Following the analysis of the current policies surrounding purchasing, an outline proposing a process based on the model of the contract management lifecycle is outlined. The model includes the key elements required to initiate, bid, develop, negotiate and manage the process. The outlined policy will be proposed to senior management in an effort relate the benefits and advantages our organization would realize through its implementation.? Current RFP Policy Following a search to locate an existing RFP or Purchasing Policy within my organization, I was led to a binder holding the contents I desired.
After reading the policies, I understood why they are not readily accessible. Besides the fact that they are archaic, confusing, and impossible to implement, the current system enables an environment of maverick purchasing by position. Cost efficiencies that could be realized from a current, well-structured RFP Policy are non-existent.
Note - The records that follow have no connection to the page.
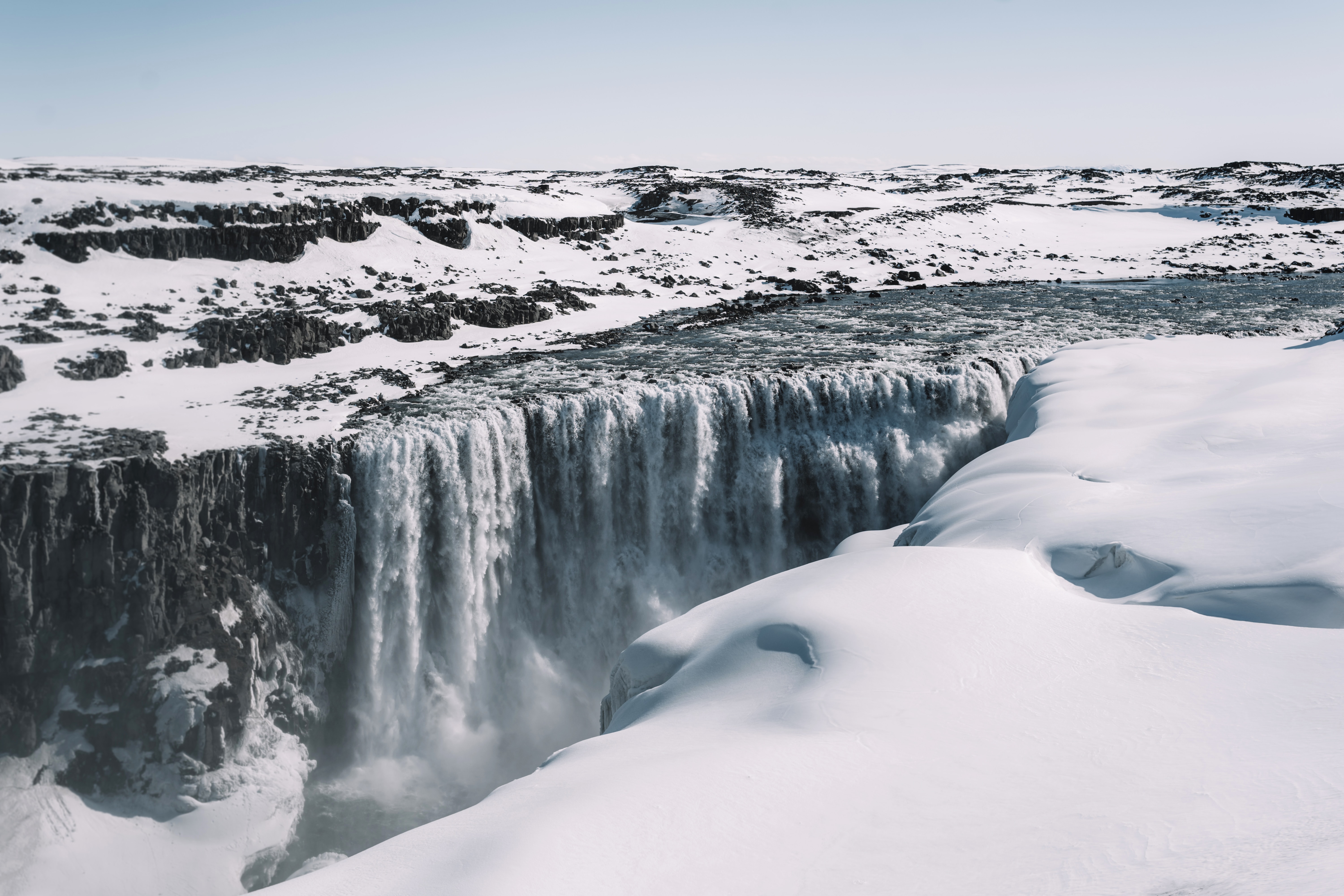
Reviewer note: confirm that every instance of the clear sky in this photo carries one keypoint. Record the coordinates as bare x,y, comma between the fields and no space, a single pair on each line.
522,84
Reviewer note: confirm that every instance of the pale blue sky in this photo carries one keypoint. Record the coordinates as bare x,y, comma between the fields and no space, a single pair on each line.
709,85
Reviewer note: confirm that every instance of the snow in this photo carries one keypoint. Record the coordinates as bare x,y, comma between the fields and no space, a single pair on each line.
61,843
1210,475
976,714
1171,224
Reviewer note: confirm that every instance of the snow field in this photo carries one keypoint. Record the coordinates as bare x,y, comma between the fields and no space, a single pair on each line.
993,711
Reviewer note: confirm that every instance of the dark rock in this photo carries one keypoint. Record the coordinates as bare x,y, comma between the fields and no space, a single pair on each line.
276,336
576,228
146,330
49,308
230,238
138,557
36,335
11,370
101,363
454,233
122,443
412,322
1316,215
552,292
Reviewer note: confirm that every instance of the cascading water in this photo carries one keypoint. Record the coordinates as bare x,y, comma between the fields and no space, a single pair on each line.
521,524
509,555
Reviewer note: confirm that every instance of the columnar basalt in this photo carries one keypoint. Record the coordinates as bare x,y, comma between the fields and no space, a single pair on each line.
158,608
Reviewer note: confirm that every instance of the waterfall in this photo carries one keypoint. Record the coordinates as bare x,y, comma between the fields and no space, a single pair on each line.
509,554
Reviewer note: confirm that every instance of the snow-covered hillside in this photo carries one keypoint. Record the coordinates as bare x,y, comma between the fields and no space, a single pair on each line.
131,287
999,717
329,499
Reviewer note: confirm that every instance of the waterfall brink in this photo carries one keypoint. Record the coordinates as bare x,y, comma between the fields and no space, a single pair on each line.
506,557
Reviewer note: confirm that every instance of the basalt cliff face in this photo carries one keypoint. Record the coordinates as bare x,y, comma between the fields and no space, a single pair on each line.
158,609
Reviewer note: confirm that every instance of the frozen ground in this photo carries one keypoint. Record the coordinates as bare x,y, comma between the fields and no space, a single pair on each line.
1001,715
689,240
713,280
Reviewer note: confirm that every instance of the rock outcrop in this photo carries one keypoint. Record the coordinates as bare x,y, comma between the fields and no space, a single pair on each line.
101,363
584,228
276,336
232,236
116,578
1316,215
11,370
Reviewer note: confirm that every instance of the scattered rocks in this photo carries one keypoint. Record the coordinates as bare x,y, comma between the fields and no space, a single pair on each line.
276,336
1316,215
415,322
34,335
548,228
11,370
225,240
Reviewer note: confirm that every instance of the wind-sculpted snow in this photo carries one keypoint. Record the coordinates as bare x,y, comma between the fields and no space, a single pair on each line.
989,713
507,555
1185,472
323,265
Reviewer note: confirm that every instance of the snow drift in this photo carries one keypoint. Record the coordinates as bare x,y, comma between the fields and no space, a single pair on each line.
978,719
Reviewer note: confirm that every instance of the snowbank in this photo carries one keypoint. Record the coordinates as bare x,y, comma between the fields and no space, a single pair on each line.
1191,472
991,718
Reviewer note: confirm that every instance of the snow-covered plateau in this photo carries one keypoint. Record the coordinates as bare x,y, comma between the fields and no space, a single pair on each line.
330,500
1003,714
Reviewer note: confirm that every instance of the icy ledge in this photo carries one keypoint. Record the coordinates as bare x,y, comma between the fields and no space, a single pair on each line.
967,721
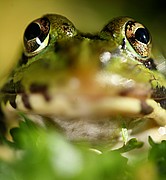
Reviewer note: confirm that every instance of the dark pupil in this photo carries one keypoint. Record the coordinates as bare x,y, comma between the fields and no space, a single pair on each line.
142,35
32,31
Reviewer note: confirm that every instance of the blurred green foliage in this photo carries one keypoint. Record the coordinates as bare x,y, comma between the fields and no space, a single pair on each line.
44,154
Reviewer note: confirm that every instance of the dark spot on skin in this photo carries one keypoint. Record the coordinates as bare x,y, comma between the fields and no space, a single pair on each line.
26,102
123,43
3,128
159,95
40,88
149,63
13,102
23,60
145,109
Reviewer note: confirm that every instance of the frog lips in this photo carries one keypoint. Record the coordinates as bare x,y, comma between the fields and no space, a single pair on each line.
46,102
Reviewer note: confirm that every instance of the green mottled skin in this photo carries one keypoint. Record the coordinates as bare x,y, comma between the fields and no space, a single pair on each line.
78,56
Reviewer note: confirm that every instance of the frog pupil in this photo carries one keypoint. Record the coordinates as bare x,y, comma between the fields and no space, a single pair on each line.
142,35
32,31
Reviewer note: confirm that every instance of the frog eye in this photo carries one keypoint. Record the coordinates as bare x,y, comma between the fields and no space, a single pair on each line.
139,38
36,36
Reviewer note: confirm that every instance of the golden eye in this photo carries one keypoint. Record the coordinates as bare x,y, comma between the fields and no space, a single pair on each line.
36,36
139,38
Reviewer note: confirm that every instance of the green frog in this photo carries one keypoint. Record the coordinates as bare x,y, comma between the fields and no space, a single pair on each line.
89,86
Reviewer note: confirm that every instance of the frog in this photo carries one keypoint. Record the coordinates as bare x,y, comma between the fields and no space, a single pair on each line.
89,86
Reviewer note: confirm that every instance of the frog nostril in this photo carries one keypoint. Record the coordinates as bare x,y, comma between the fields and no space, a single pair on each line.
142,35
32,31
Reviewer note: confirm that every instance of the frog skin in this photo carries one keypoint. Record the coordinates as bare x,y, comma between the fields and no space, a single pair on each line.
87,85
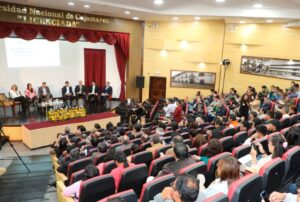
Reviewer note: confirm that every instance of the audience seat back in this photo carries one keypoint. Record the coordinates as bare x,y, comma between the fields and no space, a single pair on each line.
155,186
157,164
227,143
247,188
220,197
142,157
272,174
194,169
239,152
105,187
292,164
240,137
133,177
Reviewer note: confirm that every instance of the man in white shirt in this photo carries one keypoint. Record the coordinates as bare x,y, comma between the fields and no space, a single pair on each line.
170,108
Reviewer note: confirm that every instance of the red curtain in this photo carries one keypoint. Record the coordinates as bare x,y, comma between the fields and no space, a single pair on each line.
119,40
94,67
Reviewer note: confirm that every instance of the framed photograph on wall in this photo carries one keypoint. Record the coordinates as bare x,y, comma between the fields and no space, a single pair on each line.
271,67
192,79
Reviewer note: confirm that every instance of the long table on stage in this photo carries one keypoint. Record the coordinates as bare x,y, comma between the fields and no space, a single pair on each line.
41,134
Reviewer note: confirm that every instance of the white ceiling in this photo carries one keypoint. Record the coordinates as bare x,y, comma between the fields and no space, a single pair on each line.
231,10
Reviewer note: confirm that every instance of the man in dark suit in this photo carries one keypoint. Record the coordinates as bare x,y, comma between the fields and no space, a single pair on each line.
44,92
94,91
67,94
182,160
80,91
107,95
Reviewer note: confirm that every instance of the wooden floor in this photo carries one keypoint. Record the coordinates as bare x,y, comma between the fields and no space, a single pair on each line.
20,185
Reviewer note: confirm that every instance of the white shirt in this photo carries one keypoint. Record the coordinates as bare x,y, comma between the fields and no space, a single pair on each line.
14,94
170,109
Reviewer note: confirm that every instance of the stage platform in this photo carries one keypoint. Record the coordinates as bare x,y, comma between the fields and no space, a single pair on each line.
42,134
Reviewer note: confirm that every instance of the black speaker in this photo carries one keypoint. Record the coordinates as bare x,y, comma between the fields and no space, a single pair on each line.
140,81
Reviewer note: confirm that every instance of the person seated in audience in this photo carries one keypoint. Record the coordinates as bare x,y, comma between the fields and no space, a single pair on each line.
273,126
199,140
244,126
276,146
176,139
244,107
182,160
74,155
177,115
90,171
185,188
15,94
261,131
214,147
80,91
170,108
287,197
31,95
94,92
228,171
44,92
155,144
67,94
137,131
219,126
122,163
145,138
232,121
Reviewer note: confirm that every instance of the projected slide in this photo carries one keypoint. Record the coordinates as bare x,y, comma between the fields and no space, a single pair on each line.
34,53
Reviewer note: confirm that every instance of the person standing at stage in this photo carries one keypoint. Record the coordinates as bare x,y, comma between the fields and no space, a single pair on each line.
15,94
67,94
44,92
80,91
107,94
93,93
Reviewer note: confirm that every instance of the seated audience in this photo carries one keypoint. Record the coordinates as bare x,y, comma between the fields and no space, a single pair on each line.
182,160
227,172
15,94
122,163
185,188
90,171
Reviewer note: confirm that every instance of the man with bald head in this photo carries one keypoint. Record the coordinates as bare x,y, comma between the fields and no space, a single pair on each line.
80,91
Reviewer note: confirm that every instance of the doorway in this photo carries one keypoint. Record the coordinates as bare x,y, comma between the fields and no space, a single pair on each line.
157,88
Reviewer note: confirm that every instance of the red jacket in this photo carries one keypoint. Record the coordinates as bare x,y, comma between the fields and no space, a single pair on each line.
177,113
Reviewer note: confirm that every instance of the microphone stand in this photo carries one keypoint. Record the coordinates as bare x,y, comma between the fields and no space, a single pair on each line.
12,146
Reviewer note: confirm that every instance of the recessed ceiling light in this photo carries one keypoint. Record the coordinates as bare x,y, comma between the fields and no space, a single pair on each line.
257,5
158,2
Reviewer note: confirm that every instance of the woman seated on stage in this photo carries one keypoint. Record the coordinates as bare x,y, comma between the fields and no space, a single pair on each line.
30,93
15,94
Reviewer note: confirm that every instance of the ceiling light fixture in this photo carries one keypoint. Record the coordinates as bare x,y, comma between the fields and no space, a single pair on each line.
257,5
158,2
The two purchasing policies identified are a Purchase Order Policy and an Application for Expenditure Policy. The entire purchasing process is summed up in eight pages shared between two documents.
The subsequent section contains my analysis of issues contained within the policies, followed by recommendations to for improvement. Policy Analysis PURCHASE ORDER POLICY This policy begins with a Responsibility Statement, “Purchasing and ordering is the responsibility of Management. ” There are multiple management positions within the organization and not all of them participate in purchasing. It later implies that anyone who purchases, completes a budget; since only the department heads and station managers’ complete budgets; that would eliminate the majority of the other management positions.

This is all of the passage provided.